Some of the unique features of Biodynamic Craniosacral Therapy are an emphasis on practitioner/client relationship, an orientation to dynamic processes rather than static tissue strains, a skill base that is more directly drawn from the osteopathic roots of craniosacral therapy, and a direct acknowledgment of the spiritual dimension of being.

Like all forms of craniosacral therapy, Craniosacral Biodynamics works with membranous strains in the dura and other connective tissues, the position of bones and dynamics of the joints and sutures, and the overall relationship of structure and function in the client. Additionally, Biodynamic Craniosacral Therapy gives greater emphasis to fluid dynamics, both in the cerebrospinal fluid and in other fluid systems of the body. Furthermore, the Biodynamic approach reveals a rich understanding of the dynamics of potency (the energy and organizing forces) within the fluids, tissues, and processes of the body. While Dr. Sutherland emphasized the importance of working with this potency within the client, the Biodynamic perspective has developed a much higher appreciation of what this really means in clinical practice.

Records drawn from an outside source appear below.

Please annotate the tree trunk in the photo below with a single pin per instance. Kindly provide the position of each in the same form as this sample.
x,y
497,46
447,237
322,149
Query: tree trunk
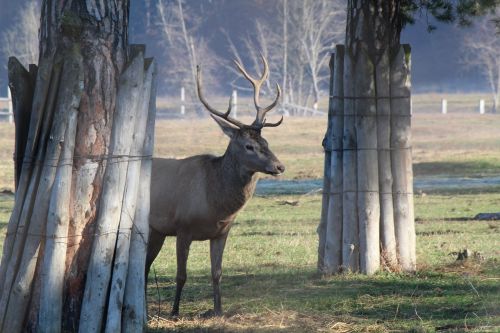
x,y
376,208
83,51
350,234
21,85
387,236
327,147
333,248
401,158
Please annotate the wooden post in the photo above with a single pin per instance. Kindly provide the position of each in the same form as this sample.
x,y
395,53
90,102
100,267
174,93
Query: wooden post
x,y
183,99
11,108
234,103
333,247
350,235
327,147
53,267
128,212
135,298
387,235
367,171
401,159
444,106
129,92
481,106
22,83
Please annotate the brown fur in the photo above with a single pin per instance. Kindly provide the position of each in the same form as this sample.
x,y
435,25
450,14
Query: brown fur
x,y
197,198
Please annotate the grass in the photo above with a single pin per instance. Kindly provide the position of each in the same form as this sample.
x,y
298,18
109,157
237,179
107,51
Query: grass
x,y
270,282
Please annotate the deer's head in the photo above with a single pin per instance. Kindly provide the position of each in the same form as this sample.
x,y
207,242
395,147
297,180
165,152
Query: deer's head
x,y
246,142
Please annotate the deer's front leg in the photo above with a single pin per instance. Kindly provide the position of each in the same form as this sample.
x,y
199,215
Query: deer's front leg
x,y
182,247
216,250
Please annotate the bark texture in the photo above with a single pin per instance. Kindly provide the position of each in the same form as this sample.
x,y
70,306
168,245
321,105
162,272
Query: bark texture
x,y
376,208
79,117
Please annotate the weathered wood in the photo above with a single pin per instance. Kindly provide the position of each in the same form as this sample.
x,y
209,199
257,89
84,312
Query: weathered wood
x,y
327,147
350,237
40,96
21,84
53,267
367,158
333,252
20,293
401,158
387,235
122,251
30,203
100,30
99,271
134,312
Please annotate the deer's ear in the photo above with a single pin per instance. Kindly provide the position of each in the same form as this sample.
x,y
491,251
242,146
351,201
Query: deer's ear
x,y
229,129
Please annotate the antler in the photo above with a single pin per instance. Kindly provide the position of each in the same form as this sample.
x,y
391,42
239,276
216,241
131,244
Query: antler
x,y
211,109
260,120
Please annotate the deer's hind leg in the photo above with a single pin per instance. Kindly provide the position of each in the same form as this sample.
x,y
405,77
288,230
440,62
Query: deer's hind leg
x,y
182,247
216,251
155,243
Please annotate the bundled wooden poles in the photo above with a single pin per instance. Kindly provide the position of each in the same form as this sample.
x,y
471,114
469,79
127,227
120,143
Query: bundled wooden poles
x,y
34,270
369,221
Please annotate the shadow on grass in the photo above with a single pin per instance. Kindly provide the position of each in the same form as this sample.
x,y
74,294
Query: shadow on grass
x,y
467,168
431,297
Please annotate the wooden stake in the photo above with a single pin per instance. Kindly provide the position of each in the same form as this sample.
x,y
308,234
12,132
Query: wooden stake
x,y
21,289
401,158
387,236
26,178
122,253
99,271
53,267
350,238
21,84
333,251
30,201
327,147
367,154
134,316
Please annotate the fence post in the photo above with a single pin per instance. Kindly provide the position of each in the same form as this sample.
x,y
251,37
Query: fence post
x,y
183,99
481,106
234,103
444,106
11,109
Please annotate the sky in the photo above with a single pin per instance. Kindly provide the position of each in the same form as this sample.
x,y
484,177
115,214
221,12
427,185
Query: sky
x,y
436,56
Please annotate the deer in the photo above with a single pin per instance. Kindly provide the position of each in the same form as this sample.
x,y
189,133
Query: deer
x,y
198,198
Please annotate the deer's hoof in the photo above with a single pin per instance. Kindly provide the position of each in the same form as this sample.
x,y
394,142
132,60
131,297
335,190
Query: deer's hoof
x,y
211,314
174,315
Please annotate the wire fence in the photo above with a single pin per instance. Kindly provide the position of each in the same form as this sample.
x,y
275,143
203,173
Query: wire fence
x,y
179,107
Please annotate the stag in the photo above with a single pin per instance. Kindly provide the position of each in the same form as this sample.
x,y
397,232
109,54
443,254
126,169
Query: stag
x,y
198,198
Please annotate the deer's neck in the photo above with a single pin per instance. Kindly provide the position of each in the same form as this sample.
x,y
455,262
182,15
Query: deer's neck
x,y
237,183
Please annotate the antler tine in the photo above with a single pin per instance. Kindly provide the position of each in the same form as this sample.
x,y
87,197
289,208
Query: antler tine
x,y
211,109
261,111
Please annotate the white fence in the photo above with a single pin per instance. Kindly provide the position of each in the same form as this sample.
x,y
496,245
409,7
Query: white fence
x,y
6,111
179,108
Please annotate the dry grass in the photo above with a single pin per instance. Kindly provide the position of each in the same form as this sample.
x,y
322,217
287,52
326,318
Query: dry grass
x,y
460,144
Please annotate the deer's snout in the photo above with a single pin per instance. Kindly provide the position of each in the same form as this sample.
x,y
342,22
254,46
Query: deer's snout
x,y
280,167
276,168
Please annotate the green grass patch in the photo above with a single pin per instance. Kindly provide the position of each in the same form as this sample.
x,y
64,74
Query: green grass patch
x,y
270,281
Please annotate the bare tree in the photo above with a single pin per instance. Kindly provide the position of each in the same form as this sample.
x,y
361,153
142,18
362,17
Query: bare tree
x,y
21,39
297,44
318,25
183,48
482,51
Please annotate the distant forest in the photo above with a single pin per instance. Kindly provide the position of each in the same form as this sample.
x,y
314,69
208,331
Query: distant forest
x,y
218,31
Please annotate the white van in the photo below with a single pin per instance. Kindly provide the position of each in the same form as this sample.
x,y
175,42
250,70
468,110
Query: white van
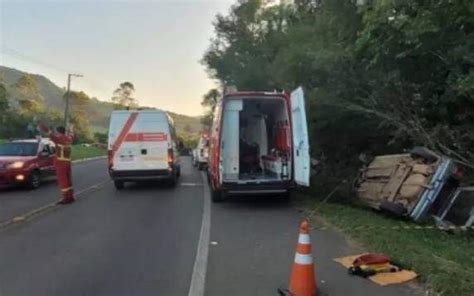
x,y
142,146
201,153
259,144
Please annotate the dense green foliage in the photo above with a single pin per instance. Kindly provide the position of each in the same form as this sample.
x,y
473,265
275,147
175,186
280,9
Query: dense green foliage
x,y
378,78
123,96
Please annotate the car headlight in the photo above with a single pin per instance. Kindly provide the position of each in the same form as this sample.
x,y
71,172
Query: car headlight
x,y
16,165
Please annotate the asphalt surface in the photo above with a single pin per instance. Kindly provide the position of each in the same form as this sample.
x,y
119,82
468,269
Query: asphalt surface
x,y
144,240
140,241
15,201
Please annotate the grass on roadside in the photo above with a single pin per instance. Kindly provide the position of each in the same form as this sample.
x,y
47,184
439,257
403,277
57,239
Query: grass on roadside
x,y
79,152
444,261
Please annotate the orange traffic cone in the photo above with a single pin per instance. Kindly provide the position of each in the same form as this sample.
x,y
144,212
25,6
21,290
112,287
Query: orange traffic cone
x,y
302,280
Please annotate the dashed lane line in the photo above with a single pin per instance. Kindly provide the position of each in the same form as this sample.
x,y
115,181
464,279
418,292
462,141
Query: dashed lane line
x,y
198,278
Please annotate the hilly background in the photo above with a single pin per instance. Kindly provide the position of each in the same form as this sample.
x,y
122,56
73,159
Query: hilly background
x,y
98,111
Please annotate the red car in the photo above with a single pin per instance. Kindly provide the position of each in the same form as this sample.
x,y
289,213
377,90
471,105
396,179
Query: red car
x,y
26,162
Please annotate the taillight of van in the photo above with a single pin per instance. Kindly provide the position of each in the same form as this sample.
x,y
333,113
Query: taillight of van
x,y
170,157
110,154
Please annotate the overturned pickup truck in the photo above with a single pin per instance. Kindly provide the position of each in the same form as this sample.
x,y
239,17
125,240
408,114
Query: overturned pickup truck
x,y
418,185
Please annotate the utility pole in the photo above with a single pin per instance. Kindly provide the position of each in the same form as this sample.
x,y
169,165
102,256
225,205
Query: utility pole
x,y
68,92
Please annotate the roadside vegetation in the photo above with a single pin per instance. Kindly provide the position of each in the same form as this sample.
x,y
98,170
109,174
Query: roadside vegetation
x,y
443,260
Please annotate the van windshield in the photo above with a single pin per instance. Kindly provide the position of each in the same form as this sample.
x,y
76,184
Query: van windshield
x,y
18,149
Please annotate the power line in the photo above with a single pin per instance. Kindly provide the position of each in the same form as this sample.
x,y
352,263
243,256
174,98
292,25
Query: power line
x,y
18,55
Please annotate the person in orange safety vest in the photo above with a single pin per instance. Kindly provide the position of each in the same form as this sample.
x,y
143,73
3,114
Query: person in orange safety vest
x,y
62,161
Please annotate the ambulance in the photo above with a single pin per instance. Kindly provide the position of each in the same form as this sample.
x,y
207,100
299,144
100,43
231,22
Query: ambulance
x,y
142,145
259,144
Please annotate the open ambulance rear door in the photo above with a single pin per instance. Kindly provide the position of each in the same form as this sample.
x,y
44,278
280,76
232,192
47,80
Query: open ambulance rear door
x,y
300,138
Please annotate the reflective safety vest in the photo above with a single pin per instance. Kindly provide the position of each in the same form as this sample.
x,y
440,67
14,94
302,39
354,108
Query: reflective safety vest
x,y
63,146
63,152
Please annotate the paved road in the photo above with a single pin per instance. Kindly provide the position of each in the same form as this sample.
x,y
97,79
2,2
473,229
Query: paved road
x,y
144,241
16,201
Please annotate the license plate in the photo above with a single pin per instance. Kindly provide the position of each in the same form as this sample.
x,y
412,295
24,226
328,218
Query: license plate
x,y
126,158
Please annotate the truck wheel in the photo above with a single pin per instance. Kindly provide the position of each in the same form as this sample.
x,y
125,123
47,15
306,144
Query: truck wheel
x,y
285,196
393,208
173,180
119,185
34,181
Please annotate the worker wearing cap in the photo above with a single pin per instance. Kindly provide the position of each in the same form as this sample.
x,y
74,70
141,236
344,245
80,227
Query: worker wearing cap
x,y
62,161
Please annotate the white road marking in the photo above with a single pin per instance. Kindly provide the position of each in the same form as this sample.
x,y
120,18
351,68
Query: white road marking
x,y
198,278
191,184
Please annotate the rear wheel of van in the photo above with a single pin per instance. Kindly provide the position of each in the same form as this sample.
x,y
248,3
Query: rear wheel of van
x,y
217,195
119,185
173,180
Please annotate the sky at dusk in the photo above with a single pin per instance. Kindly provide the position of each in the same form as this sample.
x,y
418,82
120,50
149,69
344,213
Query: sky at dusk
x,y
156,45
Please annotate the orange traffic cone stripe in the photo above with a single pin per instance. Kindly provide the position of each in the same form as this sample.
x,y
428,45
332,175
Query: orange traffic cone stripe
x,y
302,280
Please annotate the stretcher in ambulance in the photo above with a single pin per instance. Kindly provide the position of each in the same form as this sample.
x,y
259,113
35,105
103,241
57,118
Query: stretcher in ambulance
x,y
259,144
142,146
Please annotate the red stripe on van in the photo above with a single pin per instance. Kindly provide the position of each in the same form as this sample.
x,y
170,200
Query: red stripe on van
x,y
123,133
146,137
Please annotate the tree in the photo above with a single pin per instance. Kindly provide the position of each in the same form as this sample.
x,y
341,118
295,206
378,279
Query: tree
x,y
4,108
4,104
123,96
210,100
79,118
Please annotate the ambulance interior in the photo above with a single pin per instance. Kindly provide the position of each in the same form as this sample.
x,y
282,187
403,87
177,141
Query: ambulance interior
x,y
256,140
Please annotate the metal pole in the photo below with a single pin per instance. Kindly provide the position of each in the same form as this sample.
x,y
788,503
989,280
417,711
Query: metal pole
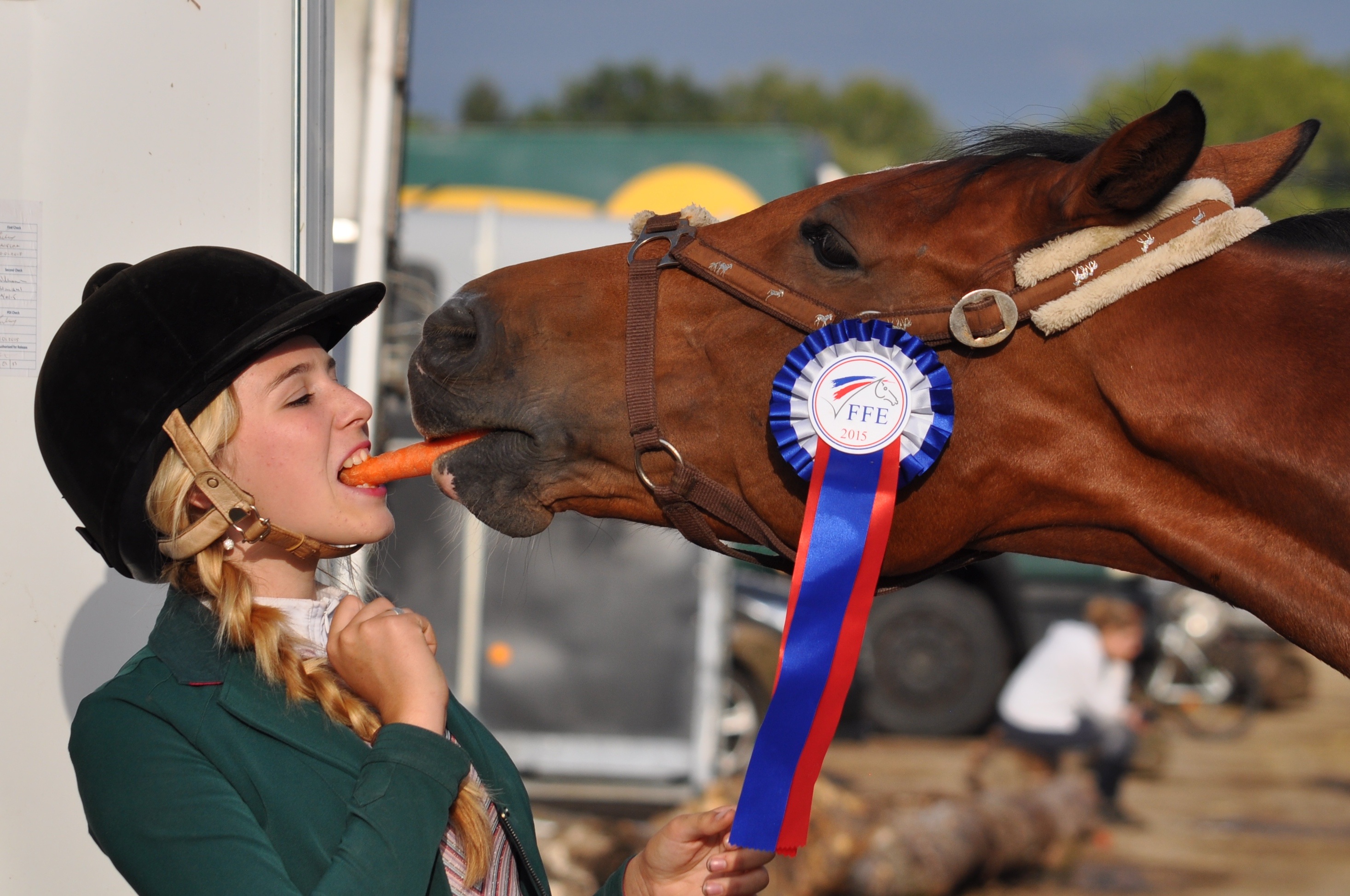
x,y
373,188
715,602
473,547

In this way, Craniosacral Biodynamics makes a relationship to the energy dynamics that are operating within the body processes. As we begin to understand both health and dysfunction from a perspective of dynamic processes rather than static positions, an entire universe opens up and we find ourselves working in cooperation with the dynamics of life. A deep regard for life is fostered, as well as a profound understanding of how life organizes itself through its energy, function, and structure that continues to deepen throughout our professional practice.

Roger Gilchrist studied Craniosacral Biodynamics with its founder, Franklyn Sills, in the mid-1990's and became a tutor in Sills' teaching program. Gilchrist teaches Craniosacral Biodynamics in the USA, Australia and Europe.